The effect of various ways for dealing with clinical covariates is illustrated in the right panel of Figure 2. There the .632+ prediction error estimate for componentwise CoxBoost is given, together with prediction error curves for CoxBoost approaches that incorporate the IPI, either as an optional (curve with plus symbols) or as a mandatory covariate (curve with triangles). In addition, the estimated prediction error curve for a standard Cox model that incorporates only the IPI is given (dashed curve). The performance of a microarray-only CoxBoost fit (solid curve) is roughly similar to the Cox model that includes only the clinical information from the IPI (out-of-bag partial log-likelihood: -177.8), with an advantage for the latter for early prediction times. So both types of model might contain the same amount of information. The question whether the microarray features contain information that is different from that of clinical covariates is therefore still unanswered. When, as a first step, the IPI is included as an additional optional covariate for componentwise CoxBoost, as already noted, there is a distinct increase in prediction performance compared to componentwise CoxBoost based only on microarray features. So the two types of covariates seem to contain (at least partially) different information. When the IPI is included as an unpenalized mandatory covariate the performance increases even more (out-of-bag partial log-likelihood: -175.3). This shows that it is really necessary to assign the IPI this special role, as otherwise it cannot exert its full predictive potential. Here the flexibility of the CoxBoost approach allows to incorporate subject matter knowledge, i.e., knowing that the IPI is a good predictor, to increase predictive performance. CoxBoost with the IPI as a mandatory covariate also allows for a valid comparison to the Cox model that contains IPI as its only covariate. As in both models the parameters for the IPI are estimated unpenalized, the exact additional value of the microarray features in terms of predictive performance can be seen from the difference between the two curves.
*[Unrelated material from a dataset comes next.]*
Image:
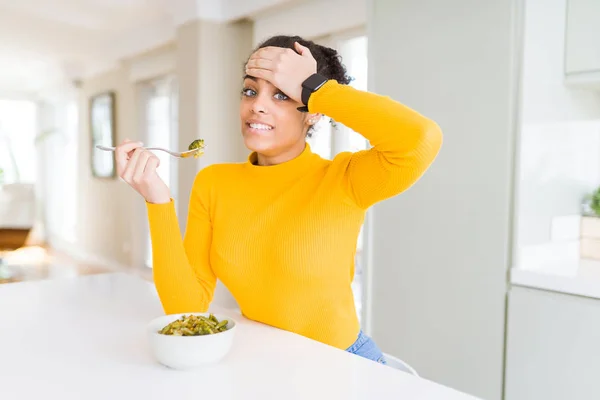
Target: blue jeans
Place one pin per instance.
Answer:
(366, 347)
Figure 3 shows boxplots of the integrated prediction error estimates (up to time 10) calculated for the single bootstrap samples, to convey an impression of the variability underlying the estimates in Figure 2. It is seen that the conclusions drawn from the prediction error curve estimates hold, even when variability is taken into account. For microarray-only models and models that incorporate the IPI only as an optional covariate, CoxPath, gradient boosting, and CoxBoost perform very similar, but when the IPI is incorporated as an unpenalized mandatory covariate, there is an advantage in terms of prediction performance for CoxBoost.

Conclusion

Modern techniques for the fitting of predictive survival models, such as Lasso-like approaches and boosting, are capable of handling the large number of covariates often arising in bioinformatics applications, e.g. from microarrays. What has been missing is an approach for incorporating mandatory covariates into such models. We therefore adapted an offset-based boosting approach, which allows for flexible penalization of covariates, for the estimation of Cox proportional hazard models.
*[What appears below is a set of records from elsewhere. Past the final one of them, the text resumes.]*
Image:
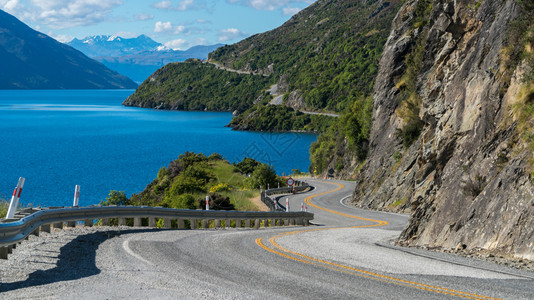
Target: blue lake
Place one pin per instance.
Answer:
(59, 138)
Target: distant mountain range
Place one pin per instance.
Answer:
(137, 57)
(32, 60)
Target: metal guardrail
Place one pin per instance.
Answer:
(13, 231)
(273, 204)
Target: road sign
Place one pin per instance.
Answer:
(290, 181)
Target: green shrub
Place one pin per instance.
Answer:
(115, 198)
(217, 202)
(4, 206)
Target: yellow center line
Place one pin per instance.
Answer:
(348, 269)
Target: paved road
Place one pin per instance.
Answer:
(346, 255)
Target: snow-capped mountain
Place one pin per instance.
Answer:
(137, 57)
(110, 45)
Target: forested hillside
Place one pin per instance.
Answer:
(324, 59)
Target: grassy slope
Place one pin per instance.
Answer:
(193, 85)
(162, 190)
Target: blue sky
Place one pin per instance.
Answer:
(178, 24)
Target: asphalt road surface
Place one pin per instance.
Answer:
(346, 254)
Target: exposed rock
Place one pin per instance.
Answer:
(464, 179)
The flexible penalty structure of the new approach allows for unrestricted estimation of the parameters for mandatory covariates. As seen in an example application, this also influences the coefficient paths for the optional covariates, in this case resulting in a more transparent structure. The main benefit, on the one hand, was increased prediction performance by combining clinical and microarray information. On the other hand, the increase of prediction performance over a microarray-only model and a purely clinical predictive model helped to answer the question about the additional benefit arising from microarray technology for predicting survival. In the example, including a mandatory covariate also affected the ranking of microarray features with respect to absolute value of the parameter estimates and therefore potentially changed the clinical implications of the result.
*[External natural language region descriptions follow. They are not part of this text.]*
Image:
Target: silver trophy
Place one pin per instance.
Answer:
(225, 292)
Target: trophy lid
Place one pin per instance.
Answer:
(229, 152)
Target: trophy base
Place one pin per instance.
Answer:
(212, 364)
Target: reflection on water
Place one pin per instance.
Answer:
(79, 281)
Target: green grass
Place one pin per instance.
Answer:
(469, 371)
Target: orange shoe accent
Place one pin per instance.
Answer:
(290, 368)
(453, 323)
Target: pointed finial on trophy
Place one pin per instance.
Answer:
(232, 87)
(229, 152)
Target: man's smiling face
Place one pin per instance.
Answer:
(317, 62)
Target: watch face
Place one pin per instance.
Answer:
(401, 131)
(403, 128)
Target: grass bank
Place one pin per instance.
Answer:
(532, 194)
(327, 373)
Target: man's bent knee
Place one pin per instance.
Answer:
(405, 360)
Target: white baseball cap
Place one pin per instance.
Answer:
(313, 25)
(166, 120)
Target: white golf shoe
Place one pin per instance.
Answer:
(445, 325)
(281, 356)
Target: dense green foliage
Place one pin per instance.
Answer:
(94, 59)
Componentwise gradient boosting approaches could potentially also be adapted for incorporating unpenalized mandatory covariates. However, simply augmenting the componentwise base learners by mandatory components would not be sufficient, as in gradient boosting the base learner fits are multiplied by some small constant ε before adding them to the overall fit. Therefore the building up of the coefficient estimates for mandatory covariates would still be rather slow. Introducing intermediate steps with ε = 1, where only mandatory covariates are updated, could address this. However, the offset-based boosting approach, which we used as a basis for the CoxBoost algorithm, more naturally allows for unpenalized mandatory components.

Incorporating unpenalized mandatory covariates is only one of the many possible ways of leveraging clinical information and subject matter knowledge using the proposed boosting approach. For example, information from clustering of the microarray features could be incorporated, by distributing boosting steps over a set of clusters. Further refinements of the boosting scheme and the penalization structure could be devised, for further increasing prediction performance and to more generally increase the usefulness of the resulting predictive model.

Methods

Measures of prediction error

By estimating the parameter vector $\hat{β}$ of a Cox model (1), a risk prediction model

\hat{r} (t | x_{i}) = \exp (- {\hat{Λ}}_{0} (t) \exp ({x^{'}}_{i} \hat{β}))

is obtained, where $\hat{Λ}$ ₀(t) denotes the Breslow estimator of the cumulative baseline hazard $Λ_{0} (t) = \int_{0}^{t} λ_{0} (s) d s$ . It predicts the event status

Y_i(t) = I(T_i> t),

where I() takes the value 1 if its argument is true and 0 otherwise. T_iis the survival time of subject i, that is unobserved in case of censoring. The observed time t_itherefore is t_i= min(T_i, C_i), where C_iis the censoring time.

The true prediction error curve then is

E r r (t; \hat{r}) = E [{(Y (t) - \hat{r} (t | x))}^{2}] .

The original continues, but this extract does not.